# Whats the best AC/DC live concert DVD



## Rick31797 (Apr 20, 2007)

I like to buy a DVD thats a live concert, I dont really like videos. I thought about family jewels but i think its mostly video.
I would like to see them do Who made Who live, but i think it may be rare to find.
I have the " No Bull " concert, what others do u recommend?

Rick


----------



## Hamstrung (Sep 21, 2007)

Ya gotta get "Let There Be Rock"! Filmed in Paris on the Highway to Hell tour with Bon Scott on vocals.
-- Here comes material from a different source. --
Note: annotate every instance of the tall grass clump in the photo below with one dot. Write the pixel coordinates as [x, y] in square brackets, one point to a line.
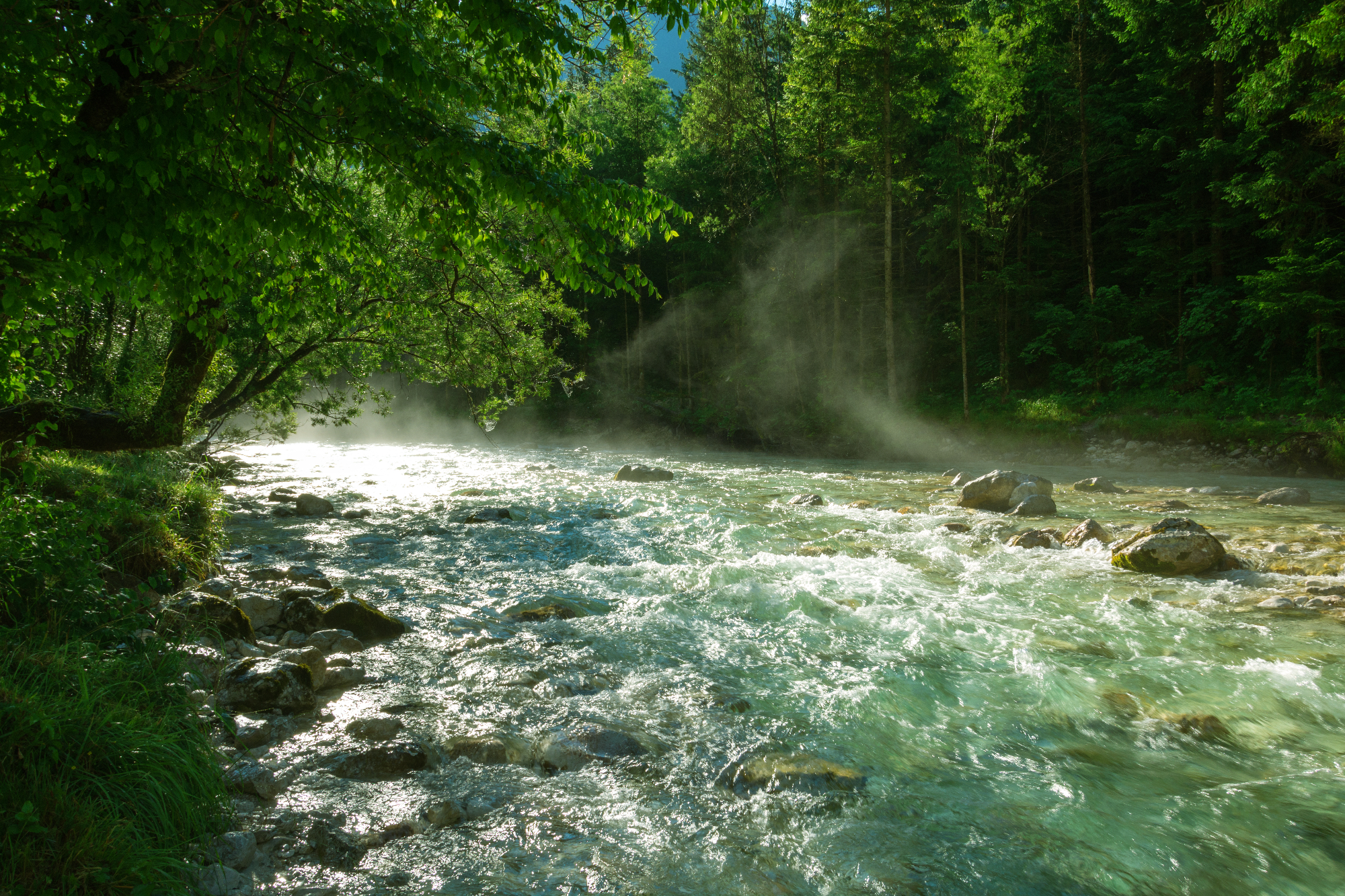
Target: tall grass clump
[107, 775]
Awesome! (if memory serves... I haven't seen it in over 20 years!)


----------



## GuitarsCanada (Dec 30, 2005)

I have the Live At Donnington DVD which does not include Who Made Who but has the following tracks.

Thunderstruck
Shoot to thrill
Back in black
hell ain't a bad place to be
Heatseeker
Fire your guns
Jailbreak
The jack
Dirty deeds
Moneytalks
Hells bells
High voltage
Whole lotta rosie
You shook me.....
TNT
Let there be rock
Highway to hell
for those about to rock

Recorded live 8/17/91


----------



## Jeff Flowerday (Jan 23, 2006)

Yes Donnington is awesome!


----------



## Starbuck (Jun 15, 2007)

Jeff Flowerday said:


> Yes Donnington is awesome!



+1! I'm going to get the Blu Ray of it!


----------



## Rick31797 (Apr 20, 2007)

*Ac/dc*

Donnington it is>

Thanks
Rick


----------



## 66 Cooper (Feb 6, 2008)

Donington for Whole Lotta Rosie!!


----------



## hoser (Feb 2, 2006)

Hamstrung said:


> Ya gotta get "Let There Be Rock"! Filmed in Paris on the Highway to Hell tour with Bon Scott on vocals. Awesome! (if memory serves... I haven't seen it in over 20 years!)


This is the only ACDC live vid you need.


----------